UKS Ruch Chorzów – Ruch 0:2
bramki: Cichocki 70′, Sysiak 88′.
Ruch: Staś, Ibrom, Lamla, Dolibóg, Popławski, Pietryga (74′ Kosz), Kazimierek, Kuziora (60′ Hoinkis), Cichocki, Hypki (55′ Malorny), Sysiak, Trener: Okoń.
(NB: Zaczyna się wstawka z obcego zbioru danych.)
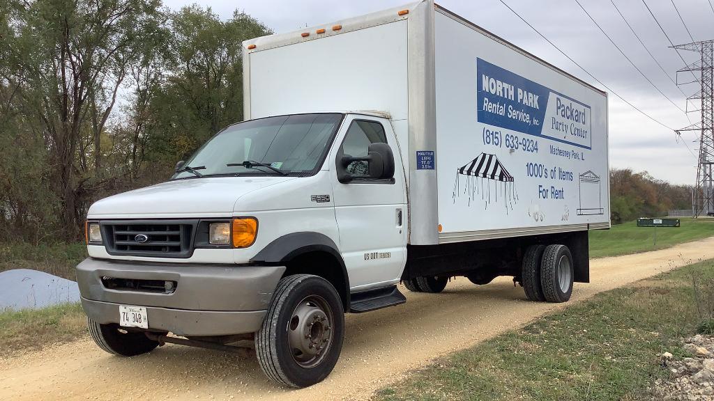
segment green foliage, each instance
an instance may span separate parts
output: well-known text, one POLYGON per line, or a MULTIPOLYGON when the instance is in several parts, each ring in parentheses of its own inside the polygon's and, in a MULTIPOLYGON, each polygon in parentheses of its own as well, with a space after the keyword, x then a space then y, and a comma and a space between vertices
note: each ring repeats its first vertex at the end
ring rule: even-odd
POLYGON ((0 271, 26 268, 74 280, 74 268, 86 256, 84 242, 0 242, 0 271))
POLYGON ((638 227, 636 221, 628 221, 613 225, 610 230, 591 230, 590 257, 655 250, 714 235, 714 220, 683 218, 680 221, 681 227, 638 227))
POLYGON ((714 319, 705 319, 697 326, 697 333, 714 335, 714 319))
POLYGON ((646 171, 610 171, 610 210, 613 224, 640 217, 665 215, 670 209, 692 207, 692 187, 656 180, 646 171))
POLYGON ((373 399, 650 400, 666 377, 659 355, 686 356, 680 338, 695 330, 693 270, 706 261, 644 280, 538 319, 441 358, 373 399))
POLYGON ((86 333, 86 318, 79 303, 42 309, 0 310, 0 350, 4 356, 68 342, 86 333))
POLYGON ((242 119, 241 42, 268 34, 160 0, 0 2, 0 238, 79 238, 93 201, 165 180, 242 119))

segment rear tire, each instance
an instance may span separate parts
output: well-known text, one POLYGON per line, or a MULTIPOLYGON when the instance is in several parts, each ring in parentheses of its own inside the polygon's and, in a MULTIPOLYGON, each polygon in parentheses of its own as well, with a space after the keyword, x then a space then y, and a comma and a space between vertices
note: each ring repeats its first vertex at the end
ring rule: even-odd
POLYGON ((110 354, 133 357, 154 350, 159 342, 149 340, 141 332, 126 332, 116 323, 101 325, 87 318, 89 335, 100 348, 110 354))
POLYGON ((324 380, 340 357, 343 310, 337 290, 321 277, 281 279, 256 333, 263 372, 274 382, 298 388, 324 380))
POLYGON ((441 293, 446 288, 448 278, 422 276, 416 279, 417 286, 422 293, 441 293))
POLYGON ((545 300, 545 295, 543 295, 540 285, 540 260, 545 250, 544 245, 532 245, 526 250, 523 255, 521 283, 523 285, 526 296, 533 301, 545 300))
POLYGON ((573 293, 573 255, 564 245, 549 245, 540 262, 540 285, 548 302, 562 303, 573 293))

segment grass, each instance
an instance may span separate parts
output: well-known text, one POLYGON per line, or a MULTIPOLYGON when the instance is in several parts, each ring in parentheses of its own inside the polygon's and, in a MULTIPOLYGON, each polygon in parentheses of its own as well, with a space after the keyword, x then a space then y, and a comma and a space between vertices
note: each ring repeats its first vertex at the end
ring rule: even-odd
POLYGON ((81 242, 0 243, 0 272, 32 269, 74 280, 74 268, 85 258, 86 245, 81 242))
POLYGON ((638 227, 636 221, 613 225, 610 230, 590 233, 590 256, 617 256, 670 248, 714 235, 714 219, 682 218, 681 227, 638 227), (655 230, 657 244, 654 244, 655 230))
POLYGON ((86 319, 79 303, 0 311, 0 350, 9 356, 72 341, 86 335, 86 319))
POLYGON ((680 339, 700 322, 692 275, 708 260, 602 293, 472 348, 438 360, 373 396, 436 400, 650 400, 668 375, 659 355, 687 356, 680 339))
W pierwszym w ostatnich dniach meczu rozegraliśmy w czwartek zaległe spotkanie z Zagłębiem Sosnowiec, które niestety przegraliśmy aż 1:6. Uważam jednak, że to wynik zdecydowanie za wysoki, choć z drugiej strony jeżeli popełniamy aż takie błędy indywidualne to niestety mecz musi się tak skończyć. Na pewno jednak szkoda, bo w pierwszej połowie zagraliśmy bardzo dobre zawody. Niestety w drugiej przyszły te błędy indywidualne, doszła do tego  niestety nieumiejętność wykorzystania własnych okazji do strzelenia bramek, i musieliśmy przełknąć tą gorzką pigułkę. Za to wczoraj, po dobrej grze całego zespołu, pokonaliśmy UKS Ruch Chorzów. Zespół po czwartkowej wysokiej przegranej szybko wyniósł wnioski i bardzo chciał pokazać, że zapomniał o tym wyniku i że chce się za niego zrehabilitować. Pierwsza połowa była wyrównana,  ale momentami to my prowadziliśmy grę i groźnie atakowaliśmy. Szkoda dwóch niewykorzystanych sytuacji, ale trzeba przyznać, że i gospodarze też mieli okazje, które również zmarnowali, dlatego do przerwy nie było bramek. Druga połowa rozpoczęła się od ataków chorzowian, ale nasz zespół dobrze odpierał ataki i sam zaczął konstruować groźne akcje. I w końcu po rzucie rożnym i zamieszaniu pod bramka Cichocki wyskoczył do głowy i zdobył bramkę. Od tego momentu gospodarze ruszyli do ataków, jednak byliśmy dobrze zorganizowani w obronie i wyprowadzaliśmy szybkie ataki. Po jednym z nich Sysiak pięknym strzałem ustalił wynik meczu na 2:0. Bardzo cieszy wygrana na boisku UKS, który odkuliśmy się w pełni za mecz w Sosnowcu. Duże słowa uznania dla bramkarza Stasia, który broni po kontuzji z wielkim bólem i pokazuje wielki charakter. Myślę, że chłopaki to doceniają i robią wszystko  na boisku żeby mu ułatwić życie w bramce. Dziękuję wszystkim za postawę – podsumowałem oba mecze trener Dariusz Okoń.